Based on the way many Christians behave toward him, he has an excellent point.

Like plenty of other children with autism or developmental disabilities (BTW…”developmental disabilities ” is nicest term for “retards” or the “mentally retarded”), Nathan doesn’t get abstract ideas like, “Is Jesus in your heart?” (He hears, “Is a bearded man in your chest cavity?” Utter nonsense!)

Nathan can’t see or touch Jesus; we have to be Jesus for him. He has to experience love-in-action, benefit from it, and be allowed to return this love as an equal. I don’t know if it’s too late for my church to be hospitable in the way that he’ll to want to be a part of it. I will keep that hope. I’m writing this now to start a change in how we respond and interact, so other kids with disabilities can feel like they belong, and are loved and accepted.

TIPS to get you started (for kids and adults)
• Interaction doesn’t have to be hours of incredibly awesome friendship per day or week. A blood brother bond is not necessary. But, the interaction should be authentic, not out of duty or pity. Something simple like making something for them, sharing something, or just chatting pleasantly with them is plenty for starters.

• Asking about their interests (direct questions are best, maybe even just asking “yes or no” questions, at first), and then actually listening to them (even when you may not always understand them or know what to say) is helpful. They WILL understand when you care about them. Just take a bit of time to be gracious. It’ll do you good.

• Inviting them over for a snack, to watch a movie, take a walk, ride bikes, play with your pet, or play videos games may be enjoyable for them, and of course invite the family if possible. Ask if you can visit them. Create times that are specially for them, even if they are brief periods. 30-45 minutes is fine. (But realize they will love you for it, and want to do it again soon. My son never seems to stop talking about the boy we invited over to play, about 2 months ago.)

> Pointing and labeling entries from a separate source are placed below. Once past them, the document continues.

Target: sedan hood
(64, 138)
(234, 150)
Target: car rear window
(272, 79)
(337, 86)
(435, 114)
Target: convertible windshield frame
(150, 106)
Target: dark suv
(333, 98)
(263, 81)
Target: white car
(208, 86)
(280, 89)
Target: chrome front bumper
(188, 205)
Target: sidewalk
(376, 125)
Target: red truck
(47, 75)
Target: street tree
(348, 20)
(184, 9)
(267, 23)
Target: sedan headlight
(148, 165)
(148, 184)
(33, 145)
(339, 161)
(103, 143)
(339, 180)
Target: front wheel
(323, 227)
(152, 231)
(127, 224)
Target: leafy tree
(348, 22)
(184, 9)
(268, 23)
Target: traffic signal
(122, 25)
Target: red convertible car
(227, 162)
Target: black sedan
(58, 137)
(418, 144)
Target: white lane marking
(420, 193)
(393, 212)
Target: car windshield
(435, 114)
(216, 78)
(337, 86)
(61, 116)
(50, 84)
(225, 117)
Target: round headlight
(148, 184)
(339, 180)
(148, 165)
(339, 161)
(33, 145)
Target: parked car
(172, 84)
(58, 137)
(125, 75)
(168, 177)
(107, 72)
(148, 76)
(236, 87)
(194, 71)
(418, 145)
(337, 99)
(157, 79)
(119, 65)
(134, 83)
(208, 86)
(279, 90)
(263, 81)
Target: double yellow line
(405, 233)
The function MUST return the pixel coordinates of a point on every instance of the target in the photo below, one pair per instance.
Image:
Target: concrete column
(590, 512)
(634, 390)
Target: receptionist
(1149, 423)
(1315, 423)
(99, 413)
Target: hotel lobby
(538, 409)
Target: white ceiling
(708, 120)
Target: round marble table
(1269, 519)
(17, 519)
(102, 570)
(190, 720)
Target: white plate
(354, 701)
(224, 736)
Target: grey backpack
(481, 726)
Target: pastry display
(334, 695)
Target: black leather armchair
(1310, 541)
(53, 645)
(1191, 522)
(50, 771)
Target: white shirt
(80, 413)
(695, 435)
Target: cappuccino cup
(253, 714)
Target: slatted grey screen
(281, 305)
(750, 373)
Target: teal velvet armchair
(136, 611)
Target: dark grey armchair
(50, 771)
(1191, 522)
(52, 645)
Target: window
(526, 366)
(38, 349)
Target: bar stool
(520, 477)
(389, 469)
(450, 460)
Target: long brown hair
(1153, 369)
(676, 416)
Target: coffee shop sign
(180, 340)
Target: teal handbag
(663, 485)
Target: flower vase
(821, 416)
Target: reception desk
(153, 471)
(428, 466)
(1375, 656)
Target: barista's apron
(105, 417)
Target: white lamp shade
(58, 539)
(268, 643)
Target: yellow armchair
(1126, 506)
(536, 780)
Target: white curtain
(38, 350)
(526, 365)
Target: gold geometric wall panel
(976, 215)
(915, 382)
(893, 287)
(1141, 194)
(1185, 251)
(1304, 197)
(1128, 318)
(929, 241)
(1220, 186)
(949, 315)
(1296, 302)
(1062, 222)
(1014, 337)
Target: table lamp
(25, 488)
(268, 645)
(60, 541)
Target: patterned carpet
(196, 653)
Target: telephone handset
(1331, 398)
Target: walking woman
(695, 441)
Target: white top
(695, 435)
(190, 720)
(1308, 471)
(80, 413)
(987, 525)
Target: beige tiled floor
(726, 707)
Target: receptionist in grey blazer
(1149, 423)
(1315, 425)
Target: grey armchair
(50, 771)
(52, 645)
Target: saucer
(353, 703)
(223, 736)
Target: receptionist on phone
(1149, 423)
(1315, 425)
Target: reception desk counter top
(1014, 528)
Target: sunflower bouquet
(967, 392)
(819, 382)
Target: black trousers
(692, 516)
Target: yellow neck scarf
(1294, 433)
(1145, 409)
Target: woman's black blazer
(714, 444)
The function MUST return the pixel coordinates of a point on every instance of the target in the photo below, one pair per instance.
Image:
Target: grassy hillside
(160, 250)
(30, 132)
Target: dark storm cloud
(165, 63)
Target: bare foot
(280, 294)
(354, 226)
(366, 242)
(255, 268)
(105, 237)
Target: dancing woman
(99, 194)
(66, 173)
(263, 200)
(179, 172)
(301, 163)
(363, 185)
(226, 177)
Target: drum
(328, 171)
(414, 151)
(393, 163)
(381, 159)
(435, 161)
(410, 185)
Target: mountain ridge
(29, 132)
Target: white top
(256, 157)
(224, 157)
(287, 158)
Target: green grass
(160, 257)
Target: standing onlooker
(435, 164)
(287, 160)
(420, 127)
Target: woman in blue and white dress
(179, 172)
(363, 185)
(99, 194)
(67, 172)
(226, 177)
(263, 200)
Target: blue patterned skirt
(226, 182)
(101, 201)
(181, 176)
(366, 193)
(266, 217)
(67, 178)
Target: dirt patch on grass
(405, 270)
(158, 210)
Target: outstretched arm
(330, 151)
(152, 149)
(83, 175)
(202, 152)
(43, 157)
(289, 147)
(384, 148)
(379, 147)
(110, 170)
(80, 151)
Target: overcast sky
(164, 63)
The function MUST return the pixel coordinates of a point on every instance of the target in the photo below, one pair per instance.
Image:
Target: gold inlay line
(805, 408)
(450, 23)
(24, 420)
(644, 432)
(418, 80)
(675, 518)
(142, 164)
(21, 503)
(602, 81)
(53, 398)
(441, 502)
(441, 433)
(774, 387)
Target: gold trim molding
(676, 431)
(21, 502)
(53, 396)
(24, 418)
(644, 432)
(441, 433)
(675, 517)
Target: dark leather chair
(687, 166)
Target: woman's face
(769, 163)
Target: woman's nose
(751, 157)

• Offer them yourself. Nothing fancy. Invest in them for real, emotionally, and with some of your time and efforts. When you offer authentic friendship it looks different than just a saying or doing the “right thing”. You take a risk.)

• Help them make a craft, picture, or a simple snack, play a game, look at a book, build with legos, and take the time to talk to them, or just be close by and attentive, etc. and show them you like them.

• Offer the parents of disabled kids respite time. Give them an hour or two break, and get the help, information, and extra helpers you may need to care for the child. (Only 10% of churches do this. Change this statistic.)

• Be inviting.
What’s the worst that could happen if you invite a family over to your house? Maybe the child will do something unpredictable, and you won’t know what to do? Maybe you will feel uncomfortable? Get Over it.

MOVING FORWARD:

Where and how have you seen the disabled as full-fledged participants in your community or ministry? (How was it done rightly?)

AND–
How can I help you? If you want to show kindness, or God’s love to a family of a disabled person, or to a disabled person, What are your questions or concerns?

What about including or interacting with the disabled would you like to know? 

What are your fears? Share them.

Let’s get this ball rolling. No question is off limits. Your comments, or experiences can be shared as well.

Thanks for reading. Thanks for changing for the better.